Gradually the guys began to peel away, getting tired, bored, restless. They went home or hung at the liquor store in hopes of finding someone above-age to pity them and buy them beer or bourbon. Soon it was just Randy and I. “You shouldn’t have said what you did to Lori,” I said.

“Why not?” He said, striking a match in the palm of his hand. “You like her?”

“No, no,” I lied. “I just, I don’t know, I think it’s kind of mean.”

“Listen,” he said. “You start feeling sorry for a dog and the next thing you know you’re a dog. Then we start chasing you around and throwing your ass in the bonfire. Nothing personal about it. Just we have to maintain some kind of standards. You don’t want to fall to her level.”

“But aren’t we already pretty close?”

“Don’t even think like that,” he said. “A boy dog has dignity, you know? A boy is supposed to be a dog, running with the pack, howling at the moon, biting and pissing and raising a ruckus. Girl dogs go against nature. Girls should be gentle and kind and sweet and pretty themselves up for us, you know? The ones that don’t, well, they get shoved aside.”

The more he talked, the more I winced, at least inside. It didn’t seem fair at all. And if they were dried up, what were we, alone in our rooms at night jacking off to pictures in our heads of unattainable girls like homecoming queens and baton twirlers and such? 

Randy and I left school grounds at midnight. The moon hung like a golden pill in the sky. A car rattled up to us as we made to cross the street. A window rolled down.

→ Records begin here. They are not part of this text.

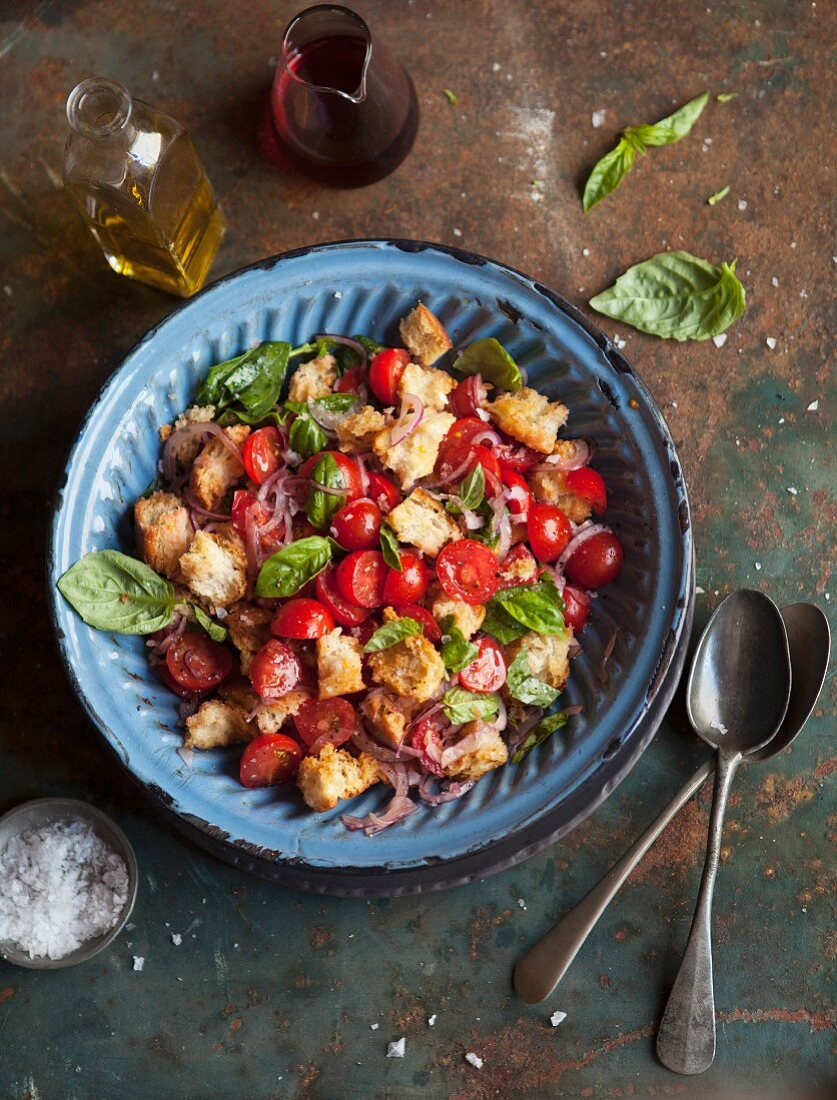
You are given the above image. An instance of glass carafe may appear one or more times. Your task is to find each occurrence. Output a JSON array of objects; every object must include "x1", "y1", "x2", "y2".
[
  {"x1": 271, "y1": 4, "x2": 418, "y2": 187},
  {"x1": 64, "y1": 79, "x2": 224, "y2": 297}
]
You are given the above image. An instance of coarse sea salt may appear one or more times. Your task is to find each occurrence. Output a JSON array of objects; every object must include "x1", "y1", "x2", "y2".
[{"x1": 0, "y1": 818, "x2": 128, "y2": 959}]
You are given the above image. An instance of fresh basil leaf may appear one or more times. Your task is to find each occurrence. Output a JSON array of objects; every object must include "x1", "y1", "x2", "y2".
[
  {"x1": 363, "y1": 616, "x2": 425, "y2": 653},
  {"x1": 479, "y1": 602, "x2": 529, "y2": 646},
  {"x1": 582, "y1": 91, "x2": 709, "y2": 213},
  {"x1": 459, "y1": 462, "x2": 485, "y2": 512},
  {"x1": 582, "y1": 138, "x2": 637, "y2": 213},
  {"x1": 442, "y1": 688, "x2": 499, "y2": 726},
  {"x1": 511, "y1": 711, "x2": 568, "y2": 763},
  {"x1": 381, "y1": 524, "x2": 404, "y2": 573},
  {"x1": 483, "y1": 581, "x2": 565, "y2": 636},
  {"x1": 256, "y1": 535, "x2": 332, "y2": 598},
  {"x1": 305, "y1": 451, "x2": 346, "y2": 530},
  {"x1": 191, "y1": 604, "x2": 230, "y2": 641},
  {"x1": 453, "y1": 337, "x2": 524, "y2": 391},
  {"x1": 440, "y1": 615, "x2": 480, "y2": 677},
  {"x1": 58, "y1": 550, "x2": 178, "y2": 634},
  {"x1": 506, "y1": 649, "x2": 561, "y2": 707},
  {"x1": 706, "y1": 184, "x2": 729, "y2": 206},
  {"x1": 590, "y1": 252, "x2": 747, "y2": 340}
]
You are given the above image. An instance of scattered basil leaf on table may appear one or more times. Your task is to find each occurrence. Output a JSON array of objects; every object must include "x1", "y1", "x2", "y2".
[
  {"x1": 706, "y1": 184, "x2": 729, "y2": 206},
  {"x1": 441, "y1": 615, "x2": 480, "y2": 677},
  {"x1": 582, "y1": 91, "x2": 709, "y2": 213},
  {"x1": 256, "y1": 535, "x2": 333, "y2": 597},
  {"x1": 453, "y1": 337, "x2": 524, "y2": 391},
  {"x1": 190, "y1": 604, "x2": 230, "y2": 641},
  {"x1": 590, "y1": 252, "x2": 747, "y2": 340},
  {"x1": 381, "y1": 524, "x2": 404, "y2": 573},
  {"x1": 442, "y1": 688, "x2": 499, "y2": 726},
  {"x1": 305, "y1": 451, "x2": 346, "y2": 529},
  {"x1": 58, "y1": 550, "x2": 180, "y2": 634},
  {"x1": 511, "y1": 711, "x2": 568, "y2": 763},
  {"x1": 363, "y1": 616, "x2": 423, "y2": 653},
  {"x1": 506, "y1": 649, "x2": 561, "y2": 707}
]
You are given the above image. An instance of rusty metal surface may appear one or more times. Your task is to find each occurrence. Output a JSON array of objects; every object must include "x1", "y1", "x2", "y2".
[{"x1": 0, "y1": 0, "x2": 836, "y2": 1100}]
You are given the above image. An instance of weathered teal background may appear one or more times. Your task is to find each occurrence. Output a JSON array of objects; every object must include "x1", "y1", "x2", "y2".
[{"x1": 0, "y1": 0, "x2": 837, "y2": 1100}]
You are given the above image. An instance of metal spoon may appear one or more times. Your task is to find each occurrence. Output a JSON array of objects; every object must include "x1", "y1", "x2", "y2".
[
  {"x1": 515, "y1": 604, "x2": 832, "y2": 1004},
  {"x1": 657, "y1": 589, "x2": 791, "y2": 1074}
]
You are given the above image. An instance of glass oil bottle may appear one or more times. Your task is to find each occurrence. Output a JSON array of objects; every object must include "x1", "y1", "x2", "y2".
[{"x1": 64, "y1": 78, "x2": 224, "y2": 298}]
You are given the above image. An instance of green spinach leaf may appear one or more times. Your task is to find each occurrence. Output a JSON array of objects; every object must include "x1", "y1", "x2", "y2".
[
  {"x1": 511, "y1": 711, "x2": 568, "y2": 763},
  {"x1": 363, "y1": 616, "x2": 423, "y2": 653},
  {"x1": 590, "y1": 252, "x2": 747, "y2": 340},
  {"x1": 58, "y1": 550, "x2": 179, "y2": 634},
  {"x1": 256, "y1": 535, "x2": 332, "y2": 598},
  {"x1": 453, "y1": 337, "x2": 524, "y2": 391}
]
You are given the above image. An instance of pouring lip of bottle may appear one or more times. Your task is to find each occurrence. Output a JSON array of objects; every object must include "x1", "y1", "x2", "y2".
[{"x1": 67, "y1": 77, "x2": 133, "y2": 141}]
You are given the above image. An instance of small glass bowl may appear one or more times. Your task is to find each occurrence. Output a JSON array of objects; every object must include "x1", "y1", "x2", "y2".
[{"x1": 0, "y1": 799, "x2": 139, "y2": 970}]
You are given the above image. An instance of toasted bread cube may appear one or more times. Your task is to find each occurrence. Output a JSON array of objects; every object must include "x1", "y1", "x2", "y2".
[
  {"x1": 180, "y1": 524, "x2": 247, "y2": 608},
  {"x1": 506, "y1": 627, "x2": 573, "y2": 691},
  {"x1": 447, "y1": 722, "x2": 508, "y2": 782},
  {"x1": 386, "y1": 488, "x2": 462, "y2": 558},
  {"x1": 398, "y1": 363, "x2": 456, "y2": 413},
  {"x1": 337, "y1": 405, "x2": 386, "y2": 454},
  {"x1": 486, "y1": 386, "x2": 570, "y2": 454},
  {"x1": 189, "y1": 424, "x2": 250, "y2": 512},
  {"x1": 288, "y1": 353, "x2": 338, "y2": 402},
  {"x1": 183, "y1": 699, "x2": 249, "y2": 749},
  {"x1": 297, "y1": 745, "x2": 378, "y2": 814},
  {"x1": 255, "y1": 688, "x2": 311, "y2": 734},
  {"x1": 429, "y1": 584, "x2": 485, "y2": 638},
  {"x1": 372, "y1": 413, "x2": 455, "y2": 490},
  {"x1": 370, "y1": 607, "x2": 445, "y2": 703},
  {"x1": 317, "y1": 627, "x2": 364, "y2": 699},
  {"x1": 224, "y1": 600, "x2": 274, "y2": 677},
  {"x1": 399, "y1": 303, "x2": 453, "y2": 366},
  {"x1": 134, "y1": 493, "x2": 195, "y2": 578}
]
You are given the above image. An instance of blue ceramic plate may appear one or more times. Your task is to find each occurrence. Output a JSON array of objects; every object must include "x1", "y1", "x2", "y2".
[{"x1": 48, "y1": 241, "x2": 693, "y2": 894}]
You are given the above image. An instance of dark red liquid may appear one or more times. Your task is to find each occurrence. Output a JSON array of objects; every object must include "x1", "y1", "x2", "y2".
[{"x1": 271, "y1": 34, "x2": 418, "y2": 187}]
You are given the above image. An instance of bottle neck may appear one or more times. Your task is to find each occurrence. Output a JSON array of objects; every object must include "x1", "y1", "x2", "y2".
[{"x1": 67, "y1": 77, "x2": 134, "y2": 144}]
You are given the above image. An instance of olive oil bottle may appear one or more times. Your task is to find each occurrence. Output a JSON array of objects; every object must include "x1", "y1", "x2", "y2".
[{"x1": 64, "y1": 78, "x2": 224, "y2": 298}]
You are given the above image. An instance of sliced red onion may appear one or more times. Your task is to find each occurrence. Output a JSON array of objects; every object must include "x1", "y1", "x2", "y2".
[
  {"x1": 389, "y1": 394, "x2": 425, "y2": 447},
  {"x1": 558, "y1": 520, "x2": 610, "y2": 569}
]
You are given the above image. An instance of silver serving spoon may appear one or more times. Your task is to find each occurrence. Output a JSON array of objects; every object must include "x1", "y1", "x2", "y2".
[
  {"x1": 657, "y1": 589, "x2": 791, "y2": 1074},
  {"x1": 515, "y1": 604, "x2": 832, "y2": 1004}
]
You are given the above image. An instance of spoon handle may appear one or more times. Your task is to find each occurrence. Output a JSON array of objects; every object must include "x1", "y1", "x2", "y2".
[
  {"x1": 514, "y1": 760, "x2": 715, "y2": 1004},
  {"x1": 657, "y1": 749, "x2": 741, "y2": 1074}
]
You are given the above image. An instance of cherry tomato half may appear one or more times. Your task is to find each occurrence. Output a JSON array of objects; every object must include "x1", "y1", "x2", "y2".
[
  {"x1": 395, "y1": 604, "x2": 442, "y2": 644},
  {"x1": 299, "y1": 451, "x2": 363, "y2": 504},
  {"x1": 166, "y1": 630, "x2": 234, "y2": 692},
  {"x1": 331, "y1": 496, "x2": 381, "y2": 550},
  {"x1": 239, "y1": 734, "x2": 302, "y2": 789},
  {"x1": 250, "y1": 639, "x2": 302, "y2": 703},
  {"x1": 527, "y1": 504, "x2": 573, "y2": 561},
  {"x1": 561, "y1": 584, "x2": 590, "y2": 634},
  {"x1": 241, "y1": 425, "x2": 282, "y2": 485},
  {"x1": 366, "y1": 472, "x2": 401, "y2": 516},
  {"x1": 459, "y1": 635, "x2": 506, "y2": 693},
  {"x1": 564, "y1": 531, "x2": 625, "y2": 589},
  {"x1": 384, "y1": 550, "x2": 430, "y2": 607},
  {"x1": 334, "y1": 550, "x2": 389, "y2": 607},
  {"x1": 294, "y1": 699, "x2": 357, "y2": 755},
  {"x1": 564, "y1": 466, "x2": 607, "y2": 516},
  {"x1": 436, "y1": 539, "x2": 497, "y2": 606},
  {"x1": 271, "y1": 597, "x2": 334, "y2": 639},
  {"x1": 368, "y1": 348, "x2": 410, "y2": 406},
  {"x1": 313, "y1": 565, "x2": 370, "y2": 626}
]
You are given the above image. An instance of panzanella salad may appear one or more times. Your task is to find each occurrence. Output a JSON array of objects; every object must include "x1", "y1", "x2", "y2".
[{"x1": 58, "y1": 304, "x2": 623, "y2": 835}]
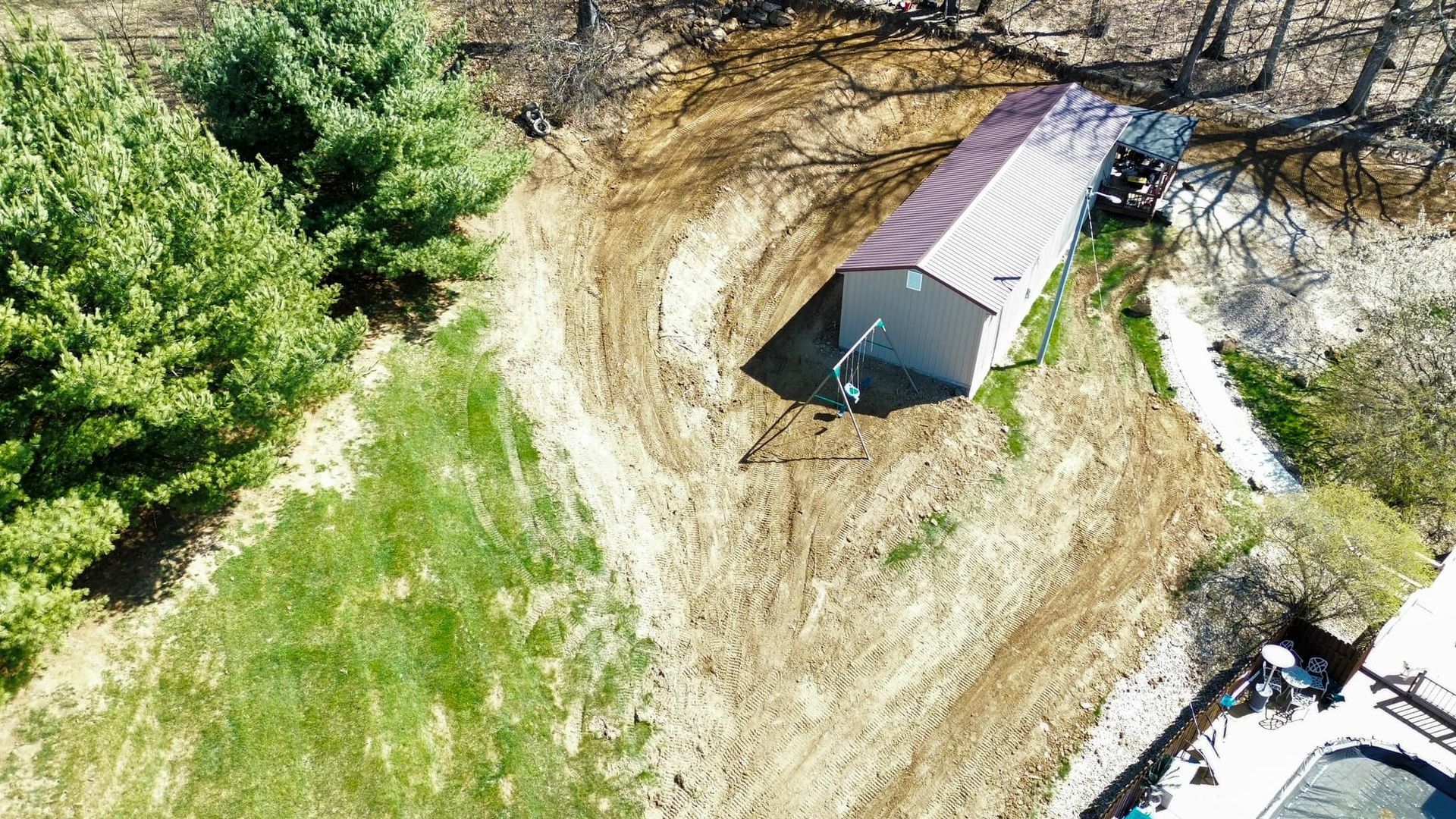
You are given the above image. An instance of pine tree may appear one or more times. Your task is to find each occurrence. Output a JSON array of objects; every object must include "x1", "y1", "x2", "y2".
[
  {"x1": 0, "y1": 22, "x2": 364, "y2": 678},
  {"x1": 169, "y1": 0, "x2": 526, "y2": 277}
]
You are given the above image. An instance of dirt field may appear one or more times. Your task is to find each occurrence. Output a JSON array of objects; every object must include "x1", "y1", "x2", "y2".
[{"x1": 479, "y1": 16, "x2": 1228, "y2": 816}]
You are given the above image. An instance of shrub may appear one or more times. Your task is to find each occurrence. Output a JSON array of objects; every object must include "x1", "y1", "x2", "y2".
[
  {"x1": 1198, "y1": 484, "x2": 1434, "y2": 642},
  {"x1": 0, "y1": 22, "x2": 364, "y2": 678},
  {"x1": 1313, "y1": 291, "x2": 1456, "y2": 545},
  {"x1": 169, "y1": 0, "x2": 527, "y2": 278}
]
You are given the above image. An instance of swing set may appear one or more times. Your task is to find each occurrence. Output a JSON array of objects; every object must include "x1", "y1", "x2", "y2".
[{"x1": 789, "y1": 319, "x2": 920, "y2": 460}]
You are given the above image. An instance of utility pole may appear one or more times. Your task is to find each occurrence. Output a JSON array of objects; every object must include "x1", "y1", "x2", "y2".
[{"x1": 1037, "y1": 185, "x2": 1122, "y2": 367}]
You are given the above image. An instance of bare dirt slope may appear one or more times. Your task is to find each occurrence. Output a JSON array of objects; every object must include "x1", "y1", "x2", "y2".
[{"x1": 478, "y1": 24, "x2": 1226, "y2": 817}]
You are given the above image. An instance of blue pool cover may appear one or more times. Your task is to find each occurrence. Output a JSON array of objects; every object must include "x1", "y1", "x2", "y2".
[{"x1": 1272, "y1": 745, "x2": 1456, "y2": 819}]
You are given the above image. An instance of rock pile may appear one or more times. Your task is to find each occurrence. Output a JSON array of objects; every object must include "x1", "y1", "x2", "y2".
[{"x1": 687, "y1": 0, "x2": 804, "y2": 46}]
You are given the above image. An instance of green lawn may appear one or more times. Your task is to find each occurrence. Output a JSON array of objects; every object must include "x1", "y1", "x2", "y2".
[
  {"x1": 1223, "y1": 350, "x2": 1320, "y2": 482},
  {"x1": 975, "y1": 265, "x2": 1072, "y2": 457},
  {"x1": 1122, "y1": 294, "x2": 1174, "y2": 398},
  {"x1": 0, "y1": 313, "x2": 654, "y2": 819},
  {"x1": 975, "y1": 214, "x2": 1166, "y2": 457}
]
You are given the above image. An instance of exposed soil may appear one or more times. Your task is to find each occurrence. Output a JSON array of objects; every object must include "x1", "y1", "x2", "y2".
[{"x1": 479, "y1": 20, "x2": 1228, "y2": 816}]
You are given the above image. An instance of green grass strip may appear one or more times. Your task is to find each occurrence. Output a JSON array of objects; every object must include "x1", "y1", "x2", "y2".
[
  {"x1": 6, "y1": 307, "x2": 654, "y2": 817},
  {"x1": 1223, "y1": 350, "x2": 1322, "y2": 482},
  {"x1": 1122, "y1": 294, "x2": 1174, "y2": 398}
]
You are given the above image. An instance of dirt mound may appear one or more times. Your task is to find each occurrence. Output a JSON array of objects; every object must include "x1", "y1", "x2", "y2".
[{"x1": 478, "y1": 20, "x2": 1226, "y2": 817}]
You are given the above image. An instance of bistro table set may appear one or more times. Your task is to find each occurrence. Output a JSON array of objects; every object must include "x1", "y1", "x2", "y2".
[{"x1": 1249, "y1": 640, "x2": 1329, "y2": 730}]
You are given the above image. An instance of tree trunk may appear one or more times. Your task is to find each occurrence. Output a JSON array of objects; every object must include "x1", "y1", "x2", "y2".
[
  {"x1": 1203, "y1": 0, "x2": 1241, "y2": 60},
  {"x1": 1254, "y1": 0, "x2": 1299, "y2": 90},
  {"x1": 1174, "y1": 0, "x2": 1223, "y2": 95},
  {"x1": 1415, "y1": 42, "x2": 1456, "y2": 112},
  {"x1": 1341, "y1": 0, "x2": 1412, "y2": 117},
  {"x1": 1086, "y1": 0, "x2": 1106, "y2": 39},
  {"x1": 576, "y1": 0, "x2": 601, "y2": 41}
]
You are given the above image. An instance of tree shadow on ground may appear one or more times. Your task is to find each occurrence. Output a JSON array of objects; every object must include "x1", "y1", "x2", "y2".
[
  {"x1": 326, "y1": 274, "x2": 457, "y2": 343},
  {"x1": 74, "y1": 504, "x2": 231, "y2": 612}
]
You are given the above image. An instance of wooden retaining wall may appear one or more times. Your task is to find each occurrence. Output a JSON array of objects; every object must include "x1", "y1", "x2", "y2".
[{"x1": 1082, "y1": 621, "x2": 1374, "y2": 819}]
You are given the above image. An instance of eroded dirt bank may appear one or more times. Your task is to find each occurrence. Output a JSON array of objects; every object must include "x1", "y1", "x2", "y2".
[{"x1": 479, "y1": 22, "x2": 1226, "y2": 817}]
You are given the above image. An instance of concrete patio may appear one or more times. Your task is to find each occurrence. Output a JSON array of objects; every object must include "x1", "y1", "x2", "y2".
[{"x1": 1155, "y1": 557, "x2": 1456, "y2": 819}]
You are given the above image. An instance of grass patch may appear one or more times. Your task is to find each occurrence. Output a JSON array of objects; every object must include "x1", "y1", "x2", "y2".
[
  {"x1": 1223, "y1": 350, "x2": 1320, "y2": 481},
  {"x1": 1122, "y1": 294, "x2": 1174, "y2": 398},
  {"x1": 975, "y1": 272, "x2": 1067, "y2": 457},
  {"x1": 975, "y1": 214, "x2": 1166, "y2": 457},
  {"x1": 1182, "y1": 471, "x2": 1264, "y2": 595},
  {"x1": 5, "y1": 312, "x2": 654, "y2": 817},
  {"x1": 885, "y1": 512, "x2": 961, "y2": 566}
]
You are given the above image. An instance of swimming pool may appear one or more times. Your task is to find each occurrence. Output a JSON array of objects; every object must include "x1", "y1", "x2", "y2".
[{"x1": 1264, "y1": 743, "x2": 1456, "y2": 819}]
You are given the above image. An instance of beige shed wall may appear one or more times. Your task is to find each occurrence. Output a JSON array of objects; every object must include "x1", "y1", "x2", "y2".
[
  {"x1": 839, "y1": 152, "x2": 1112, "y2": 395},
  {"x1": 839, "y1": 270, "x2": 990, "y2": 388}
]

Lori poked her head out, followed by a cloud of marijuana smoke. “You guys done for the night?” She asked.

“So what if we are?” Randy said.

“Last call to party. Want to join us?” She asked.

“Get lost, dog,” he said.

I didn’t move a muscle. I didn’t want to go home to nothing, to masturbation and loneliness and my homely face in the mirror looking back at me.

“You coming or what?” Randy asked me as I hesitated there.

“Want to?” Lori repeated.

“Well?” Randy said.

I walked past him and over to the car door, opened it, climbing onto the open seat next to Lori.

“You really going with her?” Randy shouted. “What have you got to say for yourself?”

“Woof,” I said back.

He yelled something else at me but I couldn’t hear him, the music loud and head-banging in the car so as to drown him out. I sat hip-to-hip with Lori in the front seat, packed in tight as dogs in a kennel, who at least had that bond between them.